Nietzsche calls this being “superficial out of profundity.” Apollonian art does not censor facts (such as death) but perspectives. It involves a certain amount of self-deception, but it is uplifting. It deifies everything human, whether good or bad. And so it is, yes, religion.
From Sophocles to the rock concert: The Dionysian
By contrast, Aeschylus and Sophocles (but not Euripides, see below) followed their Dionysian instincts in the tragedies they created the fifth century BCE. This might have been expected: Those tragedies were, after all, performed once a year at the festival of Dionysus.
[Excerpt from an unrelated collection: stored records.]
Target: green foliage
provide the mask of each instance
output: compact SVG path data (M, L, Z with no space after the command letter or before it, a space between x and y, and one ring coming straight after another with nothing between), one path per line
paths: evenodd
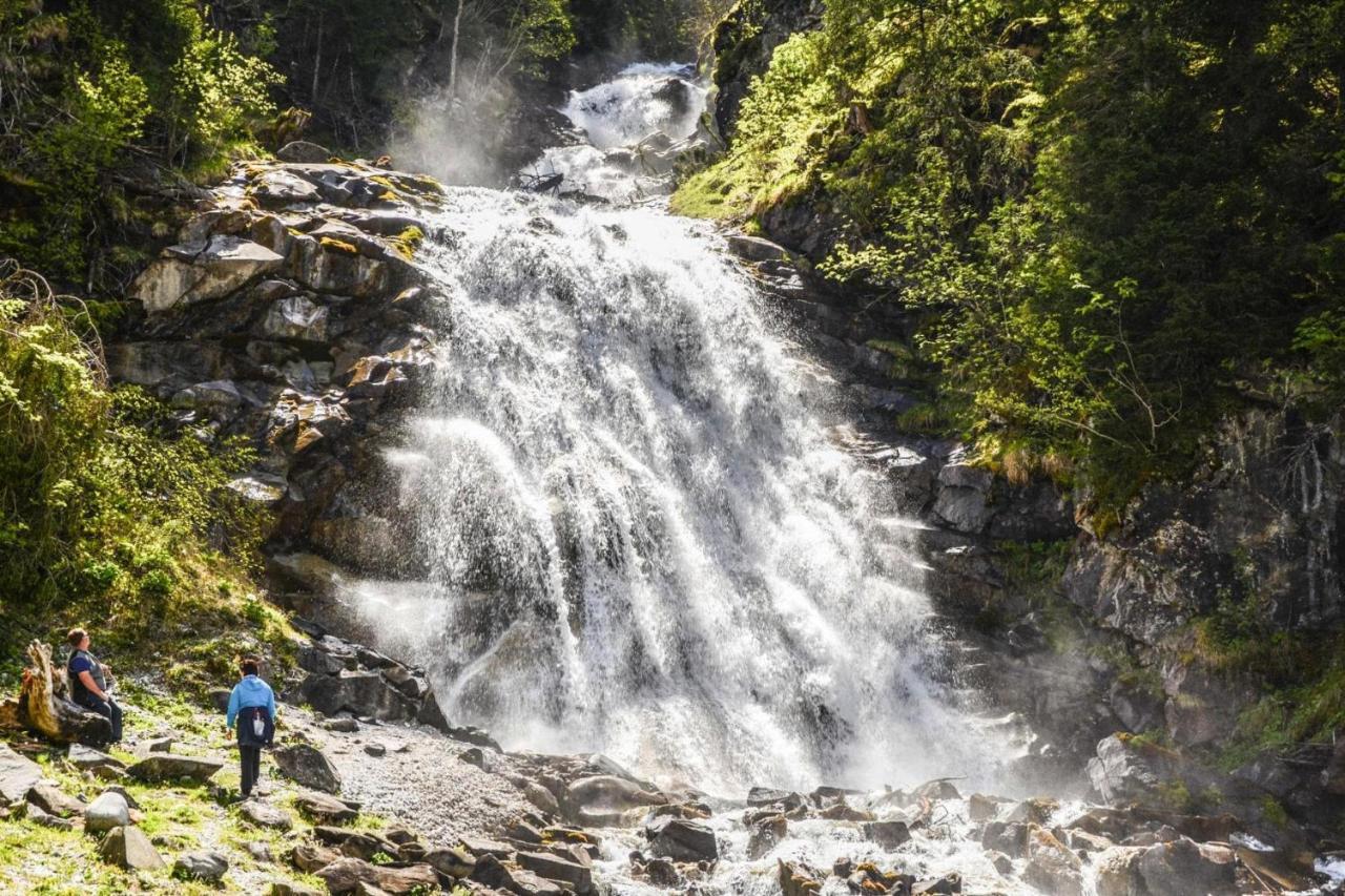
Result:
M194 168L250 139L278 75L194 0L63 8L0 5L0 253L89 283L94 257L137 261L114 235L147 157Z
M43 620L117 620L133 639L231 576L264 518L230 490L252 451L174 428L134 387L109 390L87 318L12 264L0 276L0 595L12 648ZM222 601L221 601L222 603ZM118 616L118 613L125 615Z
M674 209L830 217L819 269L917 312L982 456L1052 457L1106 519L1276 371L1345 396L1342 30L1340 0L834 0Z

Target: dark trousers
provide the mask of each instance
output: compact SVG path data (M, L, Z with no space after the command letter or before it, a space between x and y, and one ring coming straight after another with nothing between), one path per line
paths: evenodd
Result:
M261 747L238 744L238 759L242 763L243 782L239 790L243 798L252 795L252 788L261 779Z
M85 694L85 698L81 701L81 705L85 709L90 709L98 713L100 716L106 717L108 721L112 722L112 739L108 741L109 744L116 744L118 740L121 740L121 706L117 705L117 701L114 700L102 701L94 697L93 694Z

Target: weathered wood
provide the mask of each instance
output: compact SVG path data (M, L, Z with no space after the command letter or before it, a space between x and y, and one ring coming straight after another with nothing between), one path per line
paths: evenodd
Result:
M62 744L105 743L112 722L67 698L65 670L51 665L51 647L39 640L28 644L19 700L0 702L0 728L24 728Z

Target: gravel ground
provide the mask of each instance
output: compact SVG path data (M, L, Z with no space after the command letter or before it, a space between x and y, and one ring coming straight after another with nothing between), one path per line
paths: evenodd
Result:
M342 796L397 819L426 842L453 845L463 835L494 837L521 813L531 810L503 778L457 759L468 747L438 732L412 725L360 725L342 733L321 728L311 716L286 706L286 720L319 747L342 776ZM364 747L378 743L382 756Z

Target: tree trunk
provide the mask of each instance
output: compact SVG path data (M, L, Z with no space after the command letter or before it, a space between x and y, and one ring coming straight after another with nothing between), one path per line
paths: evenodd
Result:
M0 704L0 728L27 728L62 744L106 743L112 724L98 713L70 702L66 675L51 666L51 647L39 640L28 644L19 700Z

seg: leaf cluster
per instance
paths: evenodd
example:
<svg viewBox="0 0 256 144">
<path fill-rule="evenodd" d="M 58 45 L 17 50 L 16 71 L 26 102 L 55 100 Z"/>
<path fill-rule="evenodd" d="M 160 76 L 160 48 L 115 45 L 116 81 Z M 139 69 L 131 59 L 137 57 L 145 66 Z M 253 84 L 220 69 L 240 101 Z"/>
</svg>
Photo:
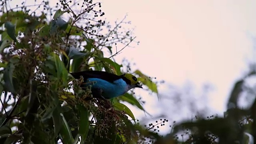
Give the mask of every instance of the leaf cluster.
<svg viewBox="0 0 256 144">
<path fill-rule="evenodd" d="M 121 74 L 123 66 L 114 57 L 135 38 L 129 31 L 120 32 L 123 21 L 112 28 L 98 19 L 105 14 L 96 10 L 100 3 L 59 2 L 54 9 L 43 1 L 37 6 L 43 7 L 39 14 L 24 3 L 1 11 L 0 143 L 137 142 L 147 130 L 134 125 L 132 112 L 121 103 L 145 111 L 134 94 L 106 103 L 90 100 L 90 90 L 82 90 L 68 74 L 93 70 Z M 79 2 L 80 11 L 72 9 Z M 108 30 L 104 34 L 104 28 Z M 113 53 L 118 43 L 124 46 Z M 139 70 L 134 74 L 158 94 L 151 78 Z"/>
</svg>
Dionysian art is about the abandonment of order, or ecstasy (ex-stasis = standing out of everyday consciousness). It transcends words or concepts. This is why it tends to involve visuals and music.
Music was in fact an important part of Sophocles’ and Aeschylus’ tragedies (we just don’t know how it sounded, what a pity!). Apparently, the audience sang along with the chorus and became one with it.
The individuals there would have become hypnotized by the sound (rather as yogis feel a certain ‘vibe’ when chanting Om with others). In fact, they would have, as one says, lost themselves in the crowd. They would have stopped feeling separate and individual, Athenian or Greek. They would have had (Freud’s) oceanic feeling.
Credit: Nambassa Trust and Peter Terry
Young compares this to our rock concerts or raves, to our football and soccer stadiums. Dionysian art is a trance and a trip, usually good, sometimes bad.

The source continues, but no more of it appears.